Since tracing is the tool you turn to when investigating slow requests, having very specific data about the slow parts of your request makes their use much more efficient.

  • 3rd party interactions: Engineers should immediately recognize that a request was slow because 1 second was spent waiting for a response from an external API. We include tracing by default for any 3rd party API requests, using a single shared base client for all API requests where we apply standard logging and traces.
  • Database queries: For all queries, tracking the exact duration of each query helps you understand which part of a request is causing delays. Including the specific query used in your tracing metadata allows you to quickly pinpoint a slow component. Additionally, we separately track the time spent waiting for a database connection from the query itself. This differentiation aids in understanding whether a query is slow due to waiting for a lock or heavy database load, versus inefficient query execution.

Exercise it

An observability setup is only valuable if it is practically implemented.

Are you wondering if your dashboard really works? The only way to find out is to put it to the test and push it to its limits.

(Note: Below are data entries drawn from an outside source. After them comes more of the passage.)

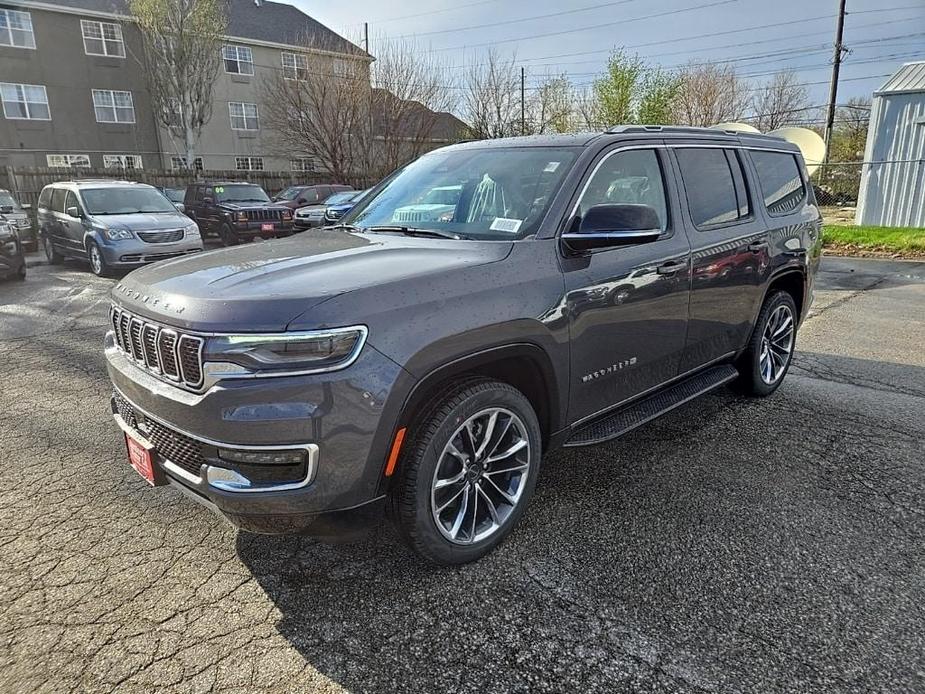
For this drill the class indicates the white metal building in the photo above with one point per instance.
(893, 178)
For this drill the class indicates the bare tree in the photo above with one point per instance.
(182, 41)
(320, 109)
(779, 102)
(409, 101)
(491, 97)
(552, 107)
(710, 93)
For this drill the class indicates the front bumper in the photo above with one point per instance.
(342, 417)
(131, 253)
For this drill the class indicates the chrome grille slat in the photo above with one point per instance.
(170, 354)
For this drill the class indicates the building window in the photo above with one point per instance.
(180, 163)
(295, 66)
(68, 161)
(238, 60)
(243, 116)
(113, 107)
(102, 38)
(303, 164)
(248, 163)
(121, 161)
(24, 101)
(16, 29)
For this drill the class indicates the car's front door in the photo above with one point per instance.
(729, 252)
(627, 305)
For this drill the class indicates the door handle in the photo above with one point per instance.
(671, 267)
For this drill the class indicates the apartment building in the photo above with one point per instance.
(74, 94)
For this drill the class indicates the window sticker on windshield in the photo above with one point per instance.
(509, 225)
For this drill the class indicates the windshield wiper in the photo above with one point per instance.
(413, 231)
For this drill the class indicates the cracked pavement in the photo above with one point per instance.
(733, 545)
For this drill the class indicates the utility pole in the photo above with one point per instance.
(833, 87)
(523, 101)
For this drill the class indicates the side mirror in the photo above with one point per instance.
(607, 226)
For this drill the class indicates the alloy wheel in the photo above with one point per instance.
(480, 476)
(776, 345)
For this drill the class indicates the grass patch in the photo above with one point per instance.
(883, 239)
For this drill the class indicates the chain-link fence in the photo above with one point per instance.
(837, 186)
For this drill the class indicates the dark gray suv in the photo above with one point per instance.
(419, 359)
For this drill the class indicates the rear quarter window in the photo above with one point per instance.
(781, 183)
(57, 199)
(714, 184)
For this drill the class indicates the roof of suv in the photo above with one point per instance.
(636, 131)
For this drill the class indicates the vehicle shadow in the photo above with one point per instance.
(727, 545)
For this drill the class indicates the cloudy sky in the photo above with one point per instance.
(550, 36)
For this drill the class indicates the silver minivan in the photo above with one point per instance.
(116, 225)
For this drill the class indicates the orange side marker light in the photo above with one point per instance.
(393, 454)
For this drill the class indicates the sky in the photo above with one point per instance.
(576, 36)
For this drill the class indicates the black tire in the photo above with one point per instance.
(229, 237)
(750, 380)
(410, 502)
(97, 260)
(51, 253)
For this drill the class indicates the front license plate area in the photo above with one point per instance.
(141, 457)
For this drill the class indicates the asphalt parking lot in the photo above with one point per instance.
(732, 546)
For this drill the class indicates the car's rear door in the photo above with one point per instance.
(729, 250)
(627, 305)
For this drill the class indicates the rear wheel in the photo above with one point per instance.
(229, 237)
(767, 358)
(468, 473)
(97, 260)
(51, 253)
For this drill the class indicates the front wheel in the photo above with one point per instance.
(468, 473)
(767, 357)
(97, 260)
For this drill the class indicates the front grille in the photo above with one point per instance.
(167, 353)
(168, 236)
(264, 215)
(179, 449)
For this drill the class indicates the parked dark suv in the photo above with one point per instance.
(236, 211)
(578, 287)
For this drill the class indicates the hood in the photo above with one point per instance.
(232, 206)
(264, 286)
(142, 221)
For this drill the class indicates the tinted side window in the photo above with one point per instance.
(57, 199)
(630, 177)
(71, 201)
(711, 186)
(781, 183)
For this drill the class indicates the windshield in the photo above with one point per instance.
(125, 201)
(492, 193)
(7, 200)
(338, 198)
(289, 193)
(240, 193)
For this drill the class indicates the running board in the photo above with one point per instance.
(627, 418)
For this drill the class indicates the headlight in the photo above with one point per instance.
(117, 234)
(305, 352)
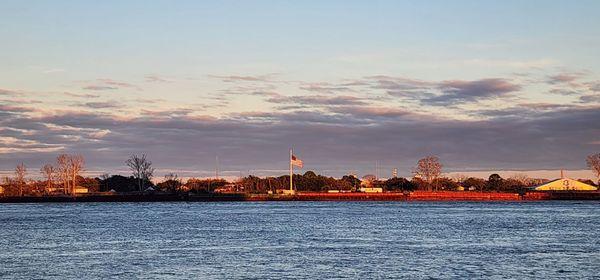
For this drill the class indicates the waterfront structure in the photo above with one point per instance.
(370, 190)
(565, 184)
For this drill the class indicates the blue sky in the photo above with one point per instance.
(346, 82)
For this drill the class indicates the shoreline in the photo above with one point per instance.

Having an overview dashboard is useless if it doesn’t show any signs of breaking when your system is in trouble. You need to actively use it, make adjustments, and ensure it functions properly during challenging times.

Game days can be a valuable tool for testing the effectiveness of your dashboards and getting your team on board with using them. Treat it like user testing by providing minimal guidance and observing what they find easy or difficult to navigate. Collaborating with your team to make necessary changes will help them feel more comfortable using the dashboards.

Conclusion

Viewing observability as a product that should provide a great user experience can significantly enhance how your team interacts with it. By following this approach, we have been able to quickly diagnose issues and empower our team to identify and resolve problems efficiently. Our clear structure and hierarchy make it easy to incorporate new charts when needed.

Achieving this level of effectiveness requires intentional investment in your setup and gaining support from your team on the importance of having clear and user-friendly dashboards.

This advice is applicable regardless of the tool you use. While we utilize Grafana for our observability, the key principles of clarity and consistency can be applied to any tool stack.